Yogi Berra once purportedly said you can see a lot by just watching. This is certainly true for technology based economic development ideas. With almost every state and many large city governments hiring hundreds of consultants to tell them what to do and how to grow, sometimes it is best just to wait and see what works.

A great role model for us is a few states to the south where the greater Philadelphia area – just a bit smaller than Connecticut– has spent the last twenty years working hard to create a viable technology leadership niche.


This is relevant for a number of reasons. A new study by the RPA is calling attention to the potential crisis for the entire northern East Coast if we do not hold onto to our very real historical leadership in innovation and commercialization. With less than five percent of the land mass of the U.S., we contribute almost 20 percent of GDP. The question is, if we lose parts of this role to the south and the southwest does the overall competitiveness of the country remain the same or is there something special about the Boston to Washington corridor’s concentration that is worth preserving. In a funny way it is our own national version of the questions poised by the “World is Flat” concepts of Tom Friedman.

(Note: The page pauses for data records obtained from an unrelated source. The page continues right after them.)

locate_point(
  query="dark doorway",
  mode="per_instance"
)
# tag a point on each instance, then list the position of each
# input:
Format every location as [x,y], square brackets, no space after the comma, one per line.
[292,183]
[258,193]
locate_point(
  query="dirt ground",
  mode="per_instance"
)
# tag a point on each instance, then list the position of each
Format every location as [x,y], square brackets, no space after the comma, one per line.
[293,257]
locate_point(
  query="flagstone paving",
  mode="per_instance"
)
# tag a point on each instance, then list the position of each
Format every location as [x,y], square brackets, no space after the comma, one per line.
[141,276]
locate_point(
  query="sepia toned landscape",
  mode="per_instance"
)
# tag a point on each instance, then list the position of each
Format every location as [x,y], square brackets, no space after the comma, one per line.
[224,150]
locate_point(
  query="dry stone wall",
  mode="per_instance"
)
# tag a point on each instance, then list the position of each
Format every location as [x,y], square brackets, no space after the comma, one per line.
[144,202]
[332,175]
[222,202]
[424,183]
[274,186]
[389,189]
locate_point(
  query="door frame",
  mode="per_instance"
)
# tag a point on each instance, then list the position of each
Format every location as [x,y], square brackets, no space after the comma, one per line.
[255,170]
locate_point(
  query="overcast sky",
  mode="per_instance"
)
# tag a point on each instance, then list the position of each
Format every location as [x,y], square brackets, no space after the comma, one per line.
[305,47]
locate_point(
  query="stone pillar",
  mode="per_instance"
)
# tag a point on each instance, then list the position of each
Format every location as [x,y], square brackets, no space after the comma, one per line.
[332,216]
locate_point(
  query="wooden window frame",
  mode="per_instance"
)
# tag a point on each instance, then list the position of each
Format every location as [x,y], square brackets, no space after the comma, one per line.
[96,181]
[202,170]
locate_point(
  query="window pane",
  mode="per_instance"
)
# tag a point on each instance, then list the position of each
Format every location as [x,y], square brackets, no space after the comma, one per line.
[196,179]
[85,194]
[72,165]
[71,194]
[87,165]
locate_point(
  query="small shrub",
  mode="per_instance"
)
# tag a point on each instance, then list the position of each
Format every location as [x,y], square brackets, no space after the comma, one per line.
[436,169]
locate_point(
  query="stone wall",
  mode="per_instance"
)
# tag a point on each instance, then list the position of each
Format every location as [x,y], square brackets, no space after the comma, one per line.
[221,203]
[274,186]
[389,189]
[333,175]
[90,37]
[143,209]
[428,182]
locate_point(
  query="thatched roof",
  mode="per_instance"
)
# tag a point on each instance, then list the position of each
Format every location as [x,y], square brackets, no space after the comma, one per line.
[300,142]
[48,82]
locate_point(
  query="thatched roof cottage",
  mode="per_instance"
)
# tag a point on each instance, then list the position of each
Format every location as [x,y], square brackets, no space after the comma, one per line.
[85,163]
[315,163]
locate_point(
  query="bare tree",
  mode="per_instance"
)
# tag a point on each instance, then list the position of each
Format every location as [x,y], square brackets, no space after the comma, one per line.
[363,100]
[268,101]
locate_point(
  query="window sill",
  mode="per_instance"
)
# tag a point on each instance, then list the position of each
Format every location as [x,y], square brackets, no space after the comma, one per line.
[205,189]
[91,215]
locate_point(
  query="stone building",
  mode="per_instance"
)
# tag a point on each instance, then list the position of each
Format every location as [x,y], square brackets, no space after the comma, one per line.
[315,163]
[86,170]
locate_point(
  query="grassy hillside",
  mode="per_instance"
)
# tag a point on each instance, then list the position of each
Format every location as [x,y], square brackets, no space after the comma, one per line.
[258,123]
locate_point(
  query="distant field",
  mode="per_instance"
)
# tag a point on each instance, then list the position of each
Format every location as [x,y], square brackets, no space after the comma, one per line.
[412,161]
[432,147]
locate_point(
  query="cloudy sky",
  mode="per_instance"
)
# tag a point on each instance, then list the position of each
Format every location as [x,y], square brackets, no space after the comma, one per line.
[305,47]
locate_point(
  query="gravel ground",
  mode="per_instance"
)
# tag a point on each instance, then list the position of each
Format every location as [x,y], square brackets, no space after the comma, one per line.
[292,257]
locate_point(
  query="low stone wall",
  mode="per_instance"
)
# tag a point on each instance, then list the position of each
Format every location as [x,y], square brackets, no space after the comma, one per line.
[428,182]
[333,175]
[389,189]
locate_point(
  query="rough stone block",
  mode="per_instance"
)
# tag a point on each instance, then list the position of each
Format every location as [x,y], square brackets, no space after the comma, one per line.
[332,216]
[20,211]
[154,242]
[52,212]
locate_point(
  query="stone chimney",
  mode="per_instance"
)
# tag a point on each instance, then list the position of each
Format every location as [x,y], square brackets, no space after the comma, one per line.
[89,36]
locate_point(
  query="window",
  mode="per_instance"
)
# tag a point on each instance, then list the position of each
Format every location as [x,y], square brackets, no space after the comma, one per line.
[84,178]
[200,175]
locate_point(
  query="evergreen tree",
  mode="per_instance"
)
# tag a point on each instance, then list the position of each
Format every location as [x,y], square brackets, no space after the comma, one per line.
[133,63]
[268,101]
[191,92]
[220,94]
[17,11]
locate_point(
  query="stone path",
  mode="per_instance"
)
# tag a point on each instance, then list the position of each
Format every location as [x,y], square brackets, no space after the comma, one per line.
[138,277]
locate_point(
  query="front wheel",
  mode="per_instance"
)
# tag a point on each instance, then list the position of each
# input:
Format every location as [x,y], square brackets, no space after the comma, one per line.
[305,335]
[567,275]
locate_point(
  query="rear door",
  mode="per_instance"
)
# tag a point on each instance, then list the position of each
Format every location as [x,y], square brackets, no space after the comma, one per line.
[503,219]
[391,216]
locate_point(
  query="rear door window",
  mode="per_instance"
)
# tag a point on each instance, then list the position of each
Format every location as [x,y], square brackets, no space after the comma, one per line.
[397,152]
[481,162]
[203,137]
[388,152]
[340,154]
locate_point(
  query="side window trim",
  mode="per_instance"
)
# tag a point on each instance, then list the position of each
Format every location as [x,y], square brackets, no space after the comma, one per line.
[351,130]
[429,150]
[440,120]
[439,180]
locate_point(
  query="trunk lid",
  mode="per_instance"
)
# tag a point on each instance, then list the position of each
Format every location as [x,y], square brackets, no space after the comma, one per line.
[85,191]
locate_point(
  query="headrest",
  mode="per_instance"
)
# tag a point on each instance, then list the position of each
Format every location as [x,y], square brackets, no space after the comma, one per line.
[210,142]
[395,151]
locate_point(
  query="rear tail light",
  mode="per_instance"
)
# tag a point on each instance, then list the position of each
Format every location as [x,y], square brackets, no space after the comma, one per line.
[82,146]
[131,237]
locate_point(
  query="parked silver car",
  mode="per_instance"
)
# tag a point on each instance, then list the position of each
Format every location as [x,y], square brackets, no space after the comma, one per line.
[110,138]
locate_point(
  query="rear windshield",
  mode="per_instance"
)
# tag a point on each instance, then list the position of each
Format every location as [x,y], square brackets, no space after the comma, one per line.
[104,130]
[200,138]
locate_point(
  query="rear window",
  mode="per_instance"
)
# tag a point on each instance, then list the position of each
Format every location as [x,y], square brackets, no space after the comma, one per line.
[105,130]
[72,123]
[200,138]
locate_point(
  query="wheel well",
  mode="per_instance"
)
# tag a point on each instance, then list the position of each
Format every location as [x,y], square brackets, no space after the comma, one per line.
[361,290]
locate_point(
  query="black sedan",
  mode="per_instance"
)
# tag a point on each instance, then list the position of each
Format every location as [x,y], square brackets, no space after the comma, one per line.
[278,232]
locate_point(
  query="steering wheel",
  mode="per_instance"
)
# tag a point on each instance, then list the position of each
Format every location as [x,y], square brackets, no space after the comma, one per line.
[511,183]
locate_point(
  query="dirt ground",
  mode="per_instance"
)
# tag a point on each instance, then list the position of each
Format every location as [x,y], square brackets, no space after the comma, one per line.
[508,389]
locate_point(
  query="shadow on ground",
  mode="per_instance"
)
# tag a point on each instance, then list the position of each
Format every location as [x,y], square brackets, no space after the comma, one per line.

It is clear that there are two levels to addressing the matter of the future innovation hegemony of the Northeast. First, we probably need a coordinated set of inter-state strategies for transportation, affordable housing, STEM education and holding on to our top 18 to 35 year-olds. Second, we need to work as regions – or perhaps in small states such as Connecticut at the state level – to create very compelling innovation cultures and “eco-systems.” Look at what exists in Boston/Cambridge, Silicon Valley and now in places such as the Research Triangle and Austin to get the idea.


When we advocate for technology based economic development here in Connecticut with the Governor or legislature we always start with the concept of the “innovation continuum” the fifteen or so areas that each need to shine and be coordinated in order to attract and build the pipeline of high potential firms we need to grow jobs in a serious way in the state. Another way to look at this is to say that we need to create a world class innovation eco-system here. Easy to say and hard to do.






And that brings us back to Philadelphia. Between the city, state, universities and private sector, that area is pulling out all the stops. They spend tens of millions each year on very targeted efforts to grow ideas, finance them and nurture them. What especially caught my eye recently was an announcement by the University Science Center– their version of New Haven’s Science Park, of a $600 million expansion. Their goals are to create a complete “venture ecosystem” and also to provide an attractive “soft landing” place for international companies to launch their U.S. businesses. See http://www.sciencecenter.org/ for more background.


As one of the original managers of Science Park, I can honestly say that there a harsh starkness between this announcement and the plodding but unremarkable recent growth of the New Haven complex.

There are currently a number of legislative bills aimed at reorganization, refinancing and repositioning Connecticut’s entire technology support system. It might make sense to take a deep breath, step back and look to our neighbors in eastern Pennsylvania for some insights into creating what we all want – a definable, world class Connecticut innovation eco-system.